On July 1, the director of the Moore County Health Department said his agency would be working with the local chapter of the NAACP to address the spread of COVID-19 in marginalized communities.
O’Linda Watkins, president of the Moore County NAACP, is still waiting for that to happen.
“I haven’t heard a thing,” Watkins said in a phone interview on Thursday evening, eight days after the health director announced the department’s plan to collaborate with the organization. “Everybody seems to be taking their time.”
Robert Wittmann, director of the Moore County Health Department, last communicated with the chapter during a teleconference over a month ago. He told the group then that the county’s Black community was a “high-risk population” for COVID-19.
“There’s an inordinate amount of underlying health problems with the African American population,” Wittmann said at the time.
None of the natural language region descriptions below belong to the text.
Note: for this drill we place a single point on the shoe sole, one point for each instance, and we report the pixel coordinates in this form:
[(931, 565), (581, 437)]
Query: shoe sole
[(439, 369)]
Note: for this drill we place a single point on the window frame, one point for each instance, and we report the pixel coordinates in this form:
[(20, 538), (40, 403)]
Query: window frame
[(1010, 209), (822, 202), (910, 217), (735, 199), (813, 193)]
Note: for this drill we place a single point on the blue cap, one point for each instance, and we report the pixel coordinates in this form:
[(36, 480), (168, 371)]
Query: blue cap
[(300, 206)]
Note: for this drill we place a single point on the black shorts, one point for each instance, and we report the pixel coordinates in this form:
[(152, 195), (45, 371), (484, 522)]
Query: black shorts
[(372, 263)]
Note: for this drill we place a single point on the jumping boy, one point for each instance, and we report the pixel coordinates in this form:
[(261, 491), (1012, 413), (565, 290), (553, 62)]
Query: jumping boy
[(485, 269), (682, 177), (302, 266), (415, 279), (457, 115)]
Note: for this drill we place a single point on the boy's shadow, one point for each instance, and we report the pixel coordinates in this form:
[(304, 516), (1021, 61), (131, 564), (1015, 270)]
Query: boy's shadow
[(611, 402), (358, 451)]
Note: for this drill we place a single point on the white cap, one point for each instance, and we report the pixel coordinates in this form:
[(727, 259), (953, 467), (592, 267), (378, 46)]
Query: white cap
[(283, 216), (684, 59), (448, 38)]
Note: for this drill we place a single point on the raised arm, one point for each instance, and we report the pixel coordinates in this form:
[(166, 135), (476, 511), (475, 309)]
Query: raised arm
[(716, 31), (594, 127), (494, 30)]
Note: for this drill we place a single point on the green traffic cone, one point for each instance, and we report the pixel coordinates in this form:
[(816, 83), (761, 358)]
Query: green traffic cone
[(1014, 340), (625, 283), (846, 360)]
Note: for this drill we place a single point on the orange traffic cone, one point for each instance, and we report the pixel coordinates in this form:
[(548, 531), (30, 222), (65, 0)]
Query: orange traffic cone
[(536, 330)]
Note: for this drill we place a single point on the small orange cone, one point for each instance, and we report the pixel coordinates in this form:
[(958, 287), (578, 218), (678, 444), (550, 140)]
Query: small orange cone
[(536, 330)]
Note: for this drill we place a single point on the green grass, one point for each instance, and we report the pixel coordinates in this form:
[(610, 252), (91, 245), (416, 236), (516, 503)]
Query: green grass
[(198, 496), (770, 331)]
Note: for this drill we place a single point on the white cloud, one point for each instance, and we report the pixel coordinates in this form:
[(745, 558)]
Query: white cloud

Citing the 2019 Community Health Assessment for Moore County, he added that the “main areas affecting the health of our citizens” were obesity and behavioral health. The disparity in these areas, Wittmann said, was “much higher for the Black population than the regular population.”
Since that meeting on May 28, data from the North Carolina Department of Health and Human Services has consistently shown that people of color in Moore County are disproportionately affected by the coronavirus. NCDHHS on Thursday reported that African American residents, despite making up 12 percent of the county’s total population, accounted for 14 percent of infections and 36 percent of deaths.
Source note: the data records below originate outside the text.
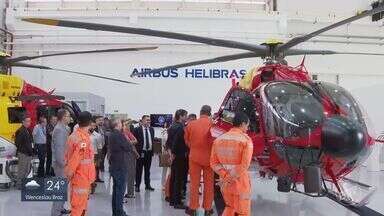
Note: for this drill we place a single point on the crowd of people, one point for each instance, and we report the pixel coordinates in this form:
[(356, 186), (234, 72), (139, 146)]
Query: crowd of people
[(78, 154)]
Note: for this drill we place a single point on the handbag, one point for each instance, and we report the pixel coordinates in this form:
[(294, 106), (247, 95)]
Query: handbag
[(164, 159)]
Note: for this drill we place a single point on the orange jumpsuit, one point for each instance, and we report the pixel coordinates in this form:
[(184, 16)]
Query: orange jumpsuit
[(79, 169), (230, 159), (199, 140)]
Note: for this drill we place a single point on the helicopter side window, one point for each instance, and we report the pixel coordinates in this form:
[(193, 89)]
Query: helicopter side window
[(16, 114), (46, 111), (241, 101)]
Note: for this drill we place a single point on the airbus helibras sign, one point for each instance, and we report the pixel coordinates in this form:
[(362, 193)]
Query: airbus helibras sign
[(193, 73)]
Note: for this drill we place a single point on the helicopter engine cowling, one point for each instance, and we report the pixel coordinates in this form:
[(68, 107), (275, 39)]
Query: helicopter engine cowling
[(342, 137)]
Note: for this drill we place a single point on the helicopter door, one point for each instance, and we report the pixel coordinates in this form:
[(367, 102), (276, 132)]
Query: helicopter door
[(240, 100)]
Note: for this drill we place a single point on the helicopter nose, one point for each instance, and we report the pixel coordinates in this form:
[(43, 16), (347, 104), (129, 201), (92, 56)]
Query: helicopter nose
[(342, 137)]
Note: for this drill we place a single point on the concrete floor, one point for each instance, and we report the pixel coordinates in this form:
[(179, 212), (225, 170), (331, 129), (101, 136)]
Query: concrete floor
[(266, 201)]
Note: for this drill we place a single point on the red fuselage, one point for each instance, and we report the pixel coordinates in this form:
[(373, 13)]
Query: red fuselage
[(296, 122)]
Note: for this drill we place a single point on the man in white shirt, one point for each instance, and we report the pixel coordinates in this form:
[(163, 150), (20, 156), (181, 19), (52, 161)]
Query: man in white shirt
[(145, 135)]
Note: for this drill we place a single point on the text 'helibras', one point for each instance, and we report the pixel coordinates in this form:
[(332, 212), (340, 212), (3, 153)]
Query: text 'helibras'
[(192, 73)]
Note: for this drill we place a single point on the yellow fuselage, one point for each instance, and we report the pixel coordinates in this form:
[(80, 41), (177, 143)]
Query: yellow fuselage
[(10, 88)]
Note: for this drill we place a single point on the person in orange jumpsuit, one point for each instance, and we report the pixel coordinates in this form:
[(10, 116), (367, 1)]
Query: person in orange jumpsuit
[(230, 159), (199, 140), (79, 168)]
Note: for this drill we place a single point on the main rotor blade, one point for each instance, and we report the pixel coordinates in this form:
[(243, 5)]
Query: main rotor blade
[(150, 32), (23, 58), (205, 61), (19, 64), (297, 40), (293, 52)]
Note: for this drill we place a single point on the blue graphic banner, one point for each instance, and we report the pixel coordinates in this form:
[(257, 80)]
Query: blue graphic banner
[(44, 189), (193, 73)]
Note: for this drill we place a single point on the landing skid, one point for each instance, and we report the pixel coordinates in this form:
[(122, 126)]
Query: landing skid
[(360, 210)]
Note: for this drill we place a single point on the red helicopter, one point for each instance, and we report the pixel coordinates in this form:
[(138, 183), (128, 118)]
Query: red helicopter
[(303, 131)]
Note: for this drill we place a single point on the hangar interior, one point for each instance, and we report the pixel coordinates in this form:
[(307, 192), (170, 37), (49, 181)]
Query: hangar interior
[(251, 21)]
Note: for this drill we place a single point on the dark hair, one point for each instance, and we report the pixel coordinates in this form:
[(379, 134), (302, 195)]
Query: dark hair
[(205, 110), (239, 119), (41, 119), (115, 122), (84, 119), (179, 113), (61, 113), (192, 115), (25, 117)]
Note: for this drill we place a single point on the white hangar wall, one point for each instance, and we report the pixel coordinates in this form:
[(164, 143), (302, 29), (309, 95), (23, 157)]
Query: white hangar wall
[(249, 23)]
These figures are based on information reported to NCDHHS, which on Thursday said it was missing race data for 216 of the county’s 594 reported cases.
Miriam King of the Moore County Health Department played down the uneven toll on communities of color during a Facebook Live broadcast last week.
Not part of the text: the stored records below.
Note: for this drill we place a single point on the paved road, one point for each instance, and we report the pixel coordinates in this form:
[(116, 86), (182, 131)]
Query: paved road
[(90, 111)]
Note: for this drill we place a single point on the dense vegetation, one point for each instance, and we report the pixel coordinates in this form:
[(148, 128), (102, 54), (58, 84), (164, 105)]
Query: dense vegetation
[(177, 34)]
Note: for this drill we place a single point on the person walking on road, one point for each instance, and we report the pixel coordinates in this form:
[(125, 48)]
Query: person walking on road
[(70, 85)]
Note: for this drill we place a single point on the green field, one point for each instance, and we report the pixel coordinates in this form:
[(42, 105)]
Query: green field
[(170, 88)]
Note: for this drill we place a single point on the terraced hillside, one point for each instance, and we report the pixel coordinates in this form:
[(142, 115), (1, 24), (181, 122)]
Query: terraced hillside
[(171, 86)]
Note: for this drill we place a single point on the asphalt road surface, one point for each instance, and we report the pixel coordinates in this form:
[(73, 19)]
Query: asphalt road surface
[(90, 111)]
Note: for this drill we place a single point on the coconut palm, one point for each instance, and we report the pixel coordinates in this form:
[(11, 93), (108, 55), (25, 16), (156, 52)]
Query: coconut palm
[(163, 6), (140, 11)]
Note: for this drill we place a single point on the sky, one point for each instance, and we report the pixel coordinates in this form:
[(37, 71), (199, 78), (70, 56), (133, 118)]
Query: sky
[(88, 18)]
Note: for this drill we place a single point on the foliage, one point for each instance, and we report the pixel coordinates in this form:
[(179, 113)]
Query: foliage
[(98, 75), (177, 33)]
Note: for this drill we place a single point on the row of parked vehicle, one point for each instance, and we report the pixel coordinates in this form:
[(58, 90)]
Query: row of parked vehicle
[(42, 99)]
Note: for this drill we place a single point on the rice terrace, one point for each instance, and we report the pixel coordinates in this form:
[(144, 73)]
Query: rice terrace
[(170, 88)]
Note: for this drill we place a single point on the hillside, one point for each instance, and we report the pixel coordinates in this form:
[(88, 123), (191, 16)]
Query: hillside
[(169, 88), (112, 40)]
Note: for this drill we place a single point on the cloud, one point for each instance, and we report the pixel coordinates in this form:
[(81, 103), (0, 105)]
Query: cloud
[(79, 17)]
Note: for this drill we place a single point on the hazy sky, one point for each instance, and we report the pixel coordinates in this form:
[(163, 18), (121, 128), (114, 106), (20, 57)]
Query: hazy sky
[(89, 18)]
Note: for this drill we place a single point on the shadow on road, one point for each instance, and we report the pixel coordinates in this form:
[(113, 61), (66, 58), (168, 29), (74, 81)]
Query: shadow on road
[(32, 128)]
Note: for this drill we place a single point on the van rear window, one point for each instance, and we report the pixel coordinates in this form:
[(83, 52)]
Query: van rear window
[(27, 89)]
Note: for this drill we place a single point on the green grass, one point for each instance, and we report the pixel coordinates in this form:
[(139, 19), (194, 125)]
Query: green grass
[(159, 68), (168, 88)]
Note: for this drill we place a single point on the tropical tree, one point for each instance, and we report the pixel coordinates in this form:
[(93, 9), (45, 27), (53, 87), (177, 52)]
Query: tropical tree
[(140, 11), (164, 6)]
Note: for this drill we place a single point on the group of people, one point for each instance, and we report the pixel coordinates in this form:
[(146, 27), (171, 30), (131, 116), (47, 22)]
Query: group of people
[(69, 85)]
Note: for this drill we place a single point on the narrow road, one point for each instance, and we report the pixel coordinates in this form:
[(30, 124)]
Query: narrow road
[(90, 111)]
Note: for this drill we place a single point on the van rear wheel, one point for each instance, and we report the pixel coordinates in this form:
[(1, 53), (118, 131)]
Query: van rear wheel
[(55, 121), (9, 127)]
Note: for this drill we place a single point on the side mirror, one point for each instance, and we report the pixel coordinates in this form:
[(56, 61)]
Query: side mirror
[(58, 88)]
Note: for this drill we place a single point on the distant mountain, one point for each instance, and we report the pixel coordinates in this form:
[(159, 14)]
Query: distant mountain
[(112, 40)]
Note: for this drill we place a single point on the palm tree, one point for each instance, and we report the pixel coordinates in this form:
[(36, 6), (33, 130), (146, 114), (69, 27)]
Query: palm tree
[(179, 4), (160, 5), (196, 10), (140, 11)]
“As far as our county is concerned right now, we are below that radar,” she said. “For those contracting COVID-19, for those testing positive, for those dying from COVID-19, right now our Black community is not adversely affected by these numbers.”
Earlier in the broadcast, King said the Health Department is “working with our Moore County NAACP.”
“We are speaking with representatives and we’re asking and formulating ideas, we’re formulating processes — anything that we can do to help our marginalized communities.”
Wittmann later interjected off-camera.
“Our next project, which will be headed up by Matt Garner, who is the incident commander, is going to be some drive-thru testing,” he said. “And we’ll be getting back in touch with the local president of our NAACP and also the chair of their health committee to devise strategies to get the word out to these at-risk communities in order to be able to direct them into our drive-thru testing.”
But Watkins has yet to hear from Wittmann, Garner or King, and she disputed King’s claim that the Health Department is actively working with the chapter.
“She made the statement and yet still I have not heard from them,” Watkins said. “I feel that someone from the Health Department could have at least sent us an email or some kind of follow-up to set up a time to talk after publicly saying they’re working with us.”
Watkins also took exception with Wittmann’s use of the word “project.”
“I still don’t get what he meant by that,” she said. “How is getting in touch with us a project? That shouldn’t take a week to do.”
In a previous interview with The Pilot, Watkins said the Moore County NAACP hopes to see free coronavirus testing offered in historically Black communities like West Southern Pines and in Robbins, where about half the population is Hispanic. She said the chapter would like to be involved with contact tracing and educational outreach in marginalized communities.
“We still want to work with the Health Department to make sure the community gets what it needs,” Watkins said.
In a phone interview on Friday, Garner said the department still plans on collaborating with the chapter in “the very near future.”
“We’re still working internally to figure out what our capabilities are as far as what we can offer in terms of staff,” he said. “Once we firm that up, we’re going to reach out to them and work with them.”
Garner added: “We’d like to work with them about possibly doing some outreach with some of the African American population and getting some testing sites open up and promoting them.”
The Health Department, Garner said, is looking at ways to offer testing in places like West Southern Pines and the Needmoore community in Carthage.
Catie Armstrong, spokesperson for NCDHHS, on Thursday said the state plans to make free testing more readily available for people of color in the area.
“As many as 300 free testing sites will be deployed throughout July to underserved communities, providing testing access for 2.2 million African American, LatinX/Hispanic and American Indian individuals,” Armstrong wrote in an email to The Pilot. “The initiative will increase testing capacity in more than 100 ZIP codes, including several across Moore County.”
She did not specify which local ZIP codes are included in the initiative.